そうして着地する。新しく生えた『両手』も着地するのに利用して。
俺の後方で箱の落ちる音がけたたましく鳴る。
「……ミスリー」
ゆっくりと俺は立ち上がり、彼女を睨み付けた。
その顔は驚きに満ちていた。それはそうだろう。俺自身、自分の体に起こっている事に驚愕していたのだから。
色々な感情が頂点に達した時、俺の全身がまるで爆発するような感覚に包まれ、左目の痛みは消え、両手、そして右足が復元したのを感じた。闘志は今まで以上に燃え上がり、何故だか分からないが……圧倒的な自信が俺を支配していた。
「……奏……貴方その目」
驚くミスリーがそう聞いてきた。
目?
俺は確認するように振り返り、病院の硝子窓の薄い反射を利用する。するとどうだろうか、俺の両眼がピンク色に発光しているのが分かった。
俺の普段の緑色の瞳ではなく桃色の眼。……一体何が起きているんだと思った。けれどなんとなく分かる。俺の体がこの女を許すなと叫んでいるのが。

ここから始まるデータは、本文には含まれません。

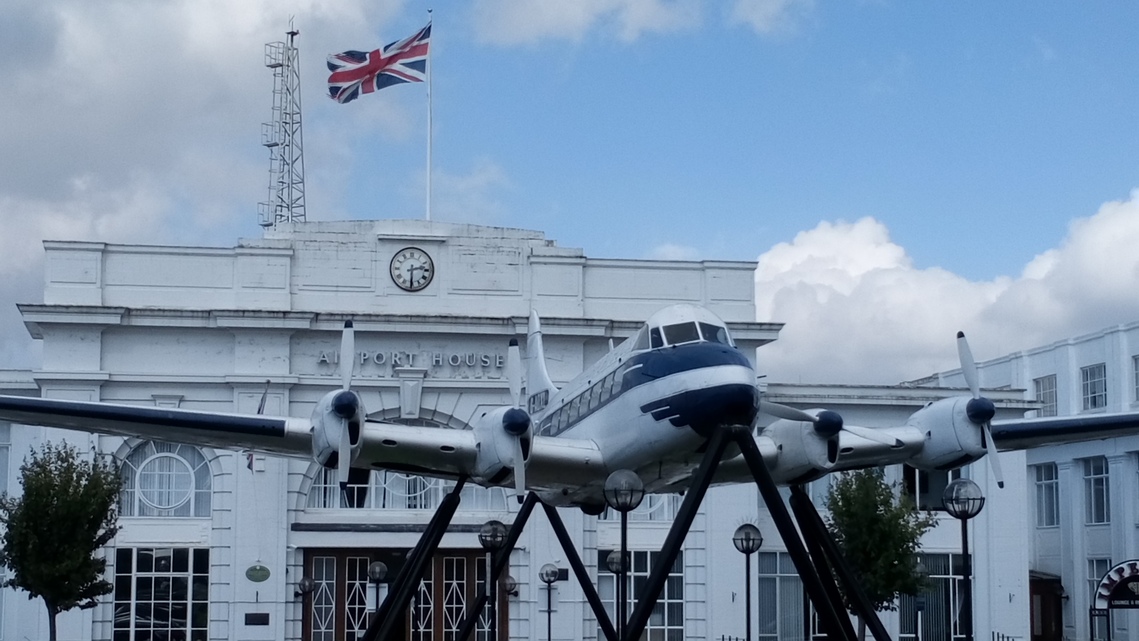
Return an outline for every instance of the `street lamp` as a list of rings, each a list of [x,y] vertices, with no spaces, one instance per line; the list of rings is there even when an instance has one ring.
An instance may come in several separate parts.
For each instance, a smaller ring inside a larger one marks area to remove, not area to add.
[[[558,580],[558,566],[547,563],[538,570],[538,578],[546,584],[546,641],[554,639],[554,581]]]
[[[297,591],[293,593],[295,597],[308,597],[316,589],[316,581],[311,576],[302,576],[300,581],[297,581]]]
[[[518,581],[509,574],[502,580],[502,587],[506,588],[506,594],[509,596],[518,596]]]
[[[388,565],[383,561],[372,561],[368,565],[368,580],[372,585],[376,586],[376,607],[374,611],[380,609],[380,584],[384,582],[384,578],[388,575]]]
[[[645,484],[632,470],[617,470],[605,479],[605,503],[621,513],[621,573],[617,579],[617,638],[625,627],[625,608],[629,602],[629,512],[637,509],[645,498]],[[612,566],[610,566],[612,568]]]
[[[945,511],[961,521],[961,602],[962,627],[965,641],[973,641],[973,572],[969,561],[969,519],[981,513],[985,497],[972,479],[956,479],[945,486],[941,494]],[[966,615],[968,611],[968,616]]]
[[[751,555],[758,552],[759,546],[763,545],[763,535],[759,533],[759,528],[755,525],[744,523],[736,528],[736,533],[732,535],[732,544],[744,555],[744,584],[746,585],[744,593],[747,595],[745,600],[747,634],[745,637],[747,641],[751,641]]]
[[[490,604],[490,639],[496,641],[498,639],[498,612],[495,607],[497,604],[497,593],[494,589],[494,583],[491,581],[491,574],[494,572],[493,559],[494,553],[501,550],[502,546],[506,544],[506,526],[502,521],[487,521],[479,528],[479,545],[486,550],[486,599]]]

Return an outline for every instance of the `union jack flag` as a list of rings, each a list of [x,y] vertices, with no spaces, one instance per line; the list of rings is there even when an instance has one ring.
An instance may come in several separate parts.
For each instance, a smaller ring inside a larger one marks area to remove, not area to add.
[[[345,51],[328,57],[328,95],[339,103],[352,102],[361,93],[372,93],[401,82],[427,78],[427,47],[431,23],[410,38],[398,40],[370,53]]]

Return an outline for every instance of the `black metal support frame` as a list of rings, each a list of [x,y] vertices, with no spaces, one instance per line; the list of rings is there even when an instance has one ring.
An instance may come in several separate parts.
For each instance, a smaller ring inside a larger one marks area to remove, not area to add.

「ふん……なんだか分かんねーが、今ならミスリー……お前をぶちのめせる気がするぜ」
「嘘…嘘よ……その瞳……私の気のせいよ……」
彼女が話を聞いていないのはわかった。しかしそんな事はもうどうでもいい。もう俺の目的は一つだけだから。
鞠猫を救う。その為にこいつらは……邪魔だということだ。